This year the theme of World Diabetes Day 2017 is Women and diabetes - our right to a healthy future.
The accelerating prevalence of Diabetes Mellitus (DM), has taken pandemic proportions. Most indicators suggest that current prevalence rates in South Africa (SA) are underestimating the burden of disease. A major limitation is that South Africa does not have a national diabetes registry. Despite the paucity of epidemiological data, the prevalence of DM is reported to be higher in the reproductive age group in SA than that of Africa and of the world. With the projected increase in DM, no economy in the world will be able to afford to treat all people with DM in the near future. The mortality rate from diabetes now exceeds that from HIV/AIDS, tuberculosis and malaria combined. In SA the highest prevalence of DM is reported in the Asian and mixed race populations.
Globally, it is estimated that 16% of live births are affected by hyperglycemia in pregnancy. This includes women with gestational diabetes mellitus (GDM) and women with overt DM in pregnancy. It is important to distinguish between hyperglycemia first occurring in pregnancy (GDM) vs diabetes first recognized in pregnancy as the risk profiles differ markedly. It is a sad reality that women are often first exposed to healthcare only when they are pregnant, and as a result they may be erroneously classified as GDM when in fact they have unrecognized DM first noted in pregnancy. GDM is a milder degree of hyperglycemia and occurs towards the latter end of pregnancy. In contrast to overt DM it usually resolves soon after delivery. The current gold standard for diagnosis of GDM is the IADPSG criteria. If WHO criteria for DM during pregnancy is met, it should be classified as overt DM and not GDM. Despite its milder degree, GDM carries an almost eight-fold risk for future diabetes in the mother. The offspring of women with GDM also have a significant increased risk for childhood obesity and diabetes. The fact that two out of every five women with DM are of reproductive age, may perpetuate the vicious cycle of the transgenerational metabolic disadvantage that ultimately leads to DM. GDM accounts for 85% of diabetes in pregnancy and one in seven births is affected globally.

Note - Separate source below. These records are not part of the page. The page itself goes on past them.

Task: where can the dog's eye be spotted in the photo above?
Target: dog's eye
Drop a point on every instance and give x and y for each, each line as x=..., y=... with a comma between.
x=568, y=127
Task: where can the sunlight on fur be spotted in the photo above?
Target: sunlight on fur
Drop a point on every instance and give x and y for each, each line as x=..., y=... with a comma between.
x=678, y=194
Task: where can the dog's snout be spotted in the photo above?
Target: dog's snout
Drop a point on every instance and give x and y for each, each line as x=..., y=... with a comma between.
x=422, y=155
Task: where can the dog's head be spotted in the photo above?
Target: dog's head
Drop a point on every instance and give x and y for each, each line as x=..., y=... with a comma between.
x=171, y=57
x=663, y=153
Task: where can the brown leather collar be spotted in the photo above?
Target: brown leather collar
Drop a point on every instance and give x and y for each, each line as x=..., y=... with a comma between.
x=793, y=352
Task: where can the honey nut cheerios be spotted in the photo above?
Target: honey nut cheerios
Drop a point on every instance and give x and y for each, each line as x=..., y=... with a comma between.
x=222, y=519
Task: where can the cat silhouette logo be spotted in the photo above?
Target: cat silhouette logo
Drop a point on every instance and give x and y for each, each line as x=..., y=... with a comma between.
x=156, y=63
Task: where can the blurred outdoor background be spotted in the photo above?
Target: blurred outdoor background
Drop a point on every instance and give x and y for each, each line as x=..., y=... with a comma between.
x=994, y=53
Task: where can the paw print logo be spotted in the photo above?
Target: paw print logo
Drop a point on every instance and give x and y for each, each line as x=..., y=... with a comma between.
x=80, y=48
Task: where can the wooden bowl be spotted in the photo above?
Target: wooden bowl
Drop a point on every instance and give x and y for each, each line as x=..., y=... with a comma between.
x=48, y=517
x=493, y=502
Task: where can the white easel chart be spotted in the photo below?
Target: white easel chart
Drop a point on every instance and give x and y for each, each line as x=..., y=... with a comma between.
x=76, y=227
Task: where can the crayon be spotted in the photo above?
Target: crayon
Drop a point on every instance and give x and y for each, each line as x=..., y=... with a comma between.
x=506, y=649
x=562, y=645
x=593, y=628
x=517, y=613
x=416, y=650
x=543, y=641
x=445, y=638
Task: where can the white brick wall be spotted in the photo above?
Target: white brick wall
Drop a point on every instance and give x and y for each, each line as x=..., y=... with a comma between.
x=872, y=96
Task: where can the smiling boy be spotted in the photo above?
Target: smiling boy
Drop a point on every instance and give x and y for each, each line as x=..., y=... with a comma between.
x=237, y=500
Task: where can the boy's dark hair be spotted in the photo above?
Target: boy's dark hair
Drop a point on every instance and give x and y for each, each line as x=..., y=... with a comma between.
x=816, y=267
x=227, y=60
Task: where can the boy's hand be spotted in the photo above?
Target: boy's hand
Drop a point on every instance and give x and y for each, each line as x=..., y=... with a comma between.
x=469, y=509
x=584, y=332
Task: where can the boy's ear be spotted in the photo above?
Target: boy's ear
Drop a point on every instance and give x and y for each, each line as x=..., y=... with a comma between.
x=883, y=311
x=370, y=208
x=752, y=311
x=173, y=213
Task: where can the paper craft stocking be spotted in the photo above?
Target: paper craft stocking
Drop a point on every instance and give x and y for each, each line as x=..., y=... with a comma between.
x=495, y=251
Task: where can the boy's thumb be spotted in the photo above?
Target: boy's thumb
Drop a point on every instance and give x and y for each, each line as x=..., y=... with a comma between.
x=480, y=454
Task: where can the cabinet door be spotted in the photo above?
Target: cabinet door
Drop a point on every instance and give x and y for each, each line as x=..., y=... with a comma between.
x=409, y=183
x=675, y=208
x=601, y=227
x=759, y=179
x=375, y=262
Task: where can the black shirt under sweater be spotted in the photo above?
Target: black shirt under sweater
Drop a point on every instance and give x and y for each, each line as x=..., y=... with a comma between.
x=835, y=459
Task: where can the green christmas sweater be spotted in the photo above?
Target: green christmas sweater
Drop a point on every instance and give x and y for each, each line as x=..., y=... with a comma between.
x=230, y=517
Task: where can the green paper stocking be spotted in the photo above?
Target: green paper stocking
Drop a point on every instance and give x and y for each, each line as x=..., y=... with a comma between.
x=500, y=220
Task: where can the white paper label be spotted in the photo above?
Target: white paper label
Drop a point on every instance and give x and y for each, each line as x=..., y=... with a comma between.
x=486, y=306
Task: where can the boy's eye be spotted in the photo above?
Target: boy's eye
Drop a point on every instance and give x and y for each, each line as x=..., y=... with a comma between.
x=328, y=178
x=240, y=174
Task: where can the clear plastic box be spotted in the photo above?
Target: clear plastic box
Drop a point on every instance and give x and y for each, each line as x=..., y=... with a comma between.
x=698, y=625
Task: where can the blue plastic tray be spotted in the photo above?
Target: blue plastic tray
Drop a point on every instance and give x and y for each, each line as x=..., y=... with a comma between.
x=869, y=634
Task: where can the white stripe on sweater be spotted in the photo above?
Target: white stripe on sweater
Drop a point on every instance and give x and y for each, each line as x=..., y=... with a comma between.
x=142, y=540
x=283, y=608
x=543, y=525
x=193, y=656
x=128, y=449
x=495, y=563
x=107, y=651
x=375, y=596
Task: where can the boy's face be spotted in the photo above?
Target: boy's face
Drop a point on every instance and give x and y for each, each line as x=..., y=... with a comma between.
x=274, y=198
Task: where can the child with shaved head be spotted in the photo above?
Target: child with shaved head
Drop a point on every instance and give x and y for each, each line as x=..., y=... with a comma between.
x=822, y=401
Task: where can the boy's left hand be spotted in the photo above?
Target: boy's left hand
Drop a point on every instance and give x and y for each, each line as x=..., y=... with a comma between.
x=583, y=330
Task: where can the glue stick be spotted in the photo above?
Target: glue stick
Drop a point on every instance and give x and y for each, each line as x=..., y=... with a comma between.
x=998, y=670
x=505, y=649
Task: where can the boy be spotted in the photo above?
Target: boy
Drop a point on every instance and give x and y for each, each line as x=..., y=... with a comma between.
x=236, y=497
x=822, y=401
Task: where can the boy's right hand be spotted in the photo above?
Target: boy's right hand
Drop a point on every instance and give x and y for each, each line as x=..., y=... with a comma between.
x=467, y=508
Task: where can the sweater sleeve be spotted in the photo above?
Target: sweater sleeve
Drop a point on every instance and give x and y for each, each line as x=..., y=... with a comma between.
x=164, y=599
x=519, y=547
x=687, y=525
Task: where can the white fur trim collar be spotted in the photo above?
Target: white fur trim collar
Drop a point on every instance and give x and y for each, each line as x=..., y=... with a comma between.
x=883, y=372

Under the current economic circumstances, across all medical specialities, every cent spent in healthcare must work more effectively and efficiently. GDM provides an opportunity to impact positively on the mother and the unborn fetus, by preventing disease without added cost. It also provides the prospect to build capacity amongst women and girls, as they are key agents in the adoption of healthy lifestyles to improve the health and wellbeing of future generations.
Society at large (both men and women) need to work to curb this epidemic.
Ubuntu - the African philosophy of
‘I am because you are’ underpins an approach of taking care of ourselves so we can take care of others.
With the focus on Women’s health and emerging evidence it is clear that a more aggressive approach to prevention and treatment must be adopted. When considering resource allocation, we need to shift our focus from clinical and preclinical disease to disease-free states or health. We need to focus on primordial prevention- only then will the vicious cycle of metabolic imprinting that casts a shadow over the lives of so many people be broken.
SEMDSA proposes a multi-sectorial approach towards creating environments conducive to health in order to curb the epidemic of diabetes in our country. We propose that it is the duty of the custodians of this rainbow nation to address the current economic and political elements that impacts directly on food security, healthy safe recreation options like outdoor exercise and health education in schools. Marketing and advertising of unhealthy food - like products must be curbed- health must not be traded for money. Early access to health facilities, early diagnosis and screening are essential components of the pro-active care model SEMDSA envisions.
With the above in mind SEMDSA invites its members to become active and instill a long term consciousness of the issues around diabetes not just on WDD 2017, but beyond.